Letztere zeigt sich in der ungleichen Behandlung von Geschlechtern, Geschlechterstereotypen und Gender-Gaps, wie etwa der ungleichen Bezahlung von Männern und Frauen, der mangelnden oder ungleichen Datenerhebung zu Geschlechtern in der medizinischen Forschung oder bei der Berücksichtigung von Sicherheitsaspekten.
Sie beginnt mit subtilen, oft fast unbemerkten, Formen der Grenzüberschreitung und endet mit körperlicher Gewalt.
Wann beginnt sexualisierte Gewalt?
Sexualisierte Gewalt beginnt viel früher, als die meisten Menschen vermuten. Sie tritt immer dann auf, wenn Sexualität oder sexuelle oder geschlechtsbezogene Aspekte verwendet werden, um Gewalt auszuüben oder Macht zu demonstrieren. Es handelt sich dann um eine gewalttätige Form der Sexualität oder eine sexualisierte Form der Gewalt.
Es geht nicht ausschließlich um das aktive Ausleben von Sexualität, sondern häufig auch um Grenzüberschreitungen, Belästigungen und andere Formen von Gewalt, die bis hin zu Vergewaltigungen reichen können. In diesen Fällen steht nicht die Sexualität selbst im Fokus, sondern der Missbrauch sexueller oder geschlechtsspezifischer Handlungen, Worte oder Verhaltenweisen als Mittel zur Erniedrigung, Demütigung und Entwürdigung des Opfers. Der sexuelle Aspekt wird hier zur Waffe, mit der Macht ausgeübt und Verachtung gezeigt wird, ohne dass tatsächlich sexuelle Bedürfnisse oder Interessen dahinterstehen. Sexualisierte Gewalt umfasst ein breites Spektrum von verbalen und nonverbalen Handlungen, die auch in Form von Mehrfachdiskriminierungen auftreten können, etwa interkulturell. Ein Beispiel dafür ist das Manipulieren von Opfern, um sie zu sexuellen Handlungen zu bewegen, ohne dass dabei offene Gewalt angewendet wird. Sexualisierte Gewalt kann sich also in subtileren, aber ebenso schädlichen Formen manifestieren.

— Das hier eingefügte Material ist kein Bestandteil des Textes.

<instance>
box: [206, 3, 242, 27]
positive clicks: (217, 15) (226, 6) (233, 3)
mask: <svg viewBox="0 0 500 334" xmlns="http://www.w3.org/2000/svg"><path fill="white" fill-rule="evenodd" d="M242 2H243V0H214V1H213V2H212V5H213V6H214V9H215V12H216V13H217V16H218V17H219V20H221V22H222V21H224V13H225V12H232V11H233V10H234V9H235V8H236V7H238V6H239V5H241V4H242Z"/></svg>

In diesem Zusammenhang spielen auch andere Begriffe eine wichtige Rolle:
Sexismus
Sexismus beschreibt Diskriminierung, Vorurteile oder Benachteiligung aufgrund des Geschlechts und die Überzeugung, dass ein Geschlecht überlegen oder minderwertig ist.
Stereotype
Sexuelle Belästigung
Sexueller Übergriff
Intersektionelle Diskriminierung
Alle diese Formen der Gewalt und Diskriminierung umfassen sowohl bewusste als auch unbewusste Handlungen, die durch Vorurteile und stereotype Ansichten über Geschlecht oder Geschlechtsidentität geprägt sind. Auch wenn diese Urteile oft automatisiert und unbewusst erfolgen, sind sie dennoch nicht weniger verletzend und können schwere Auswirkungen auf die Betroffenen haben.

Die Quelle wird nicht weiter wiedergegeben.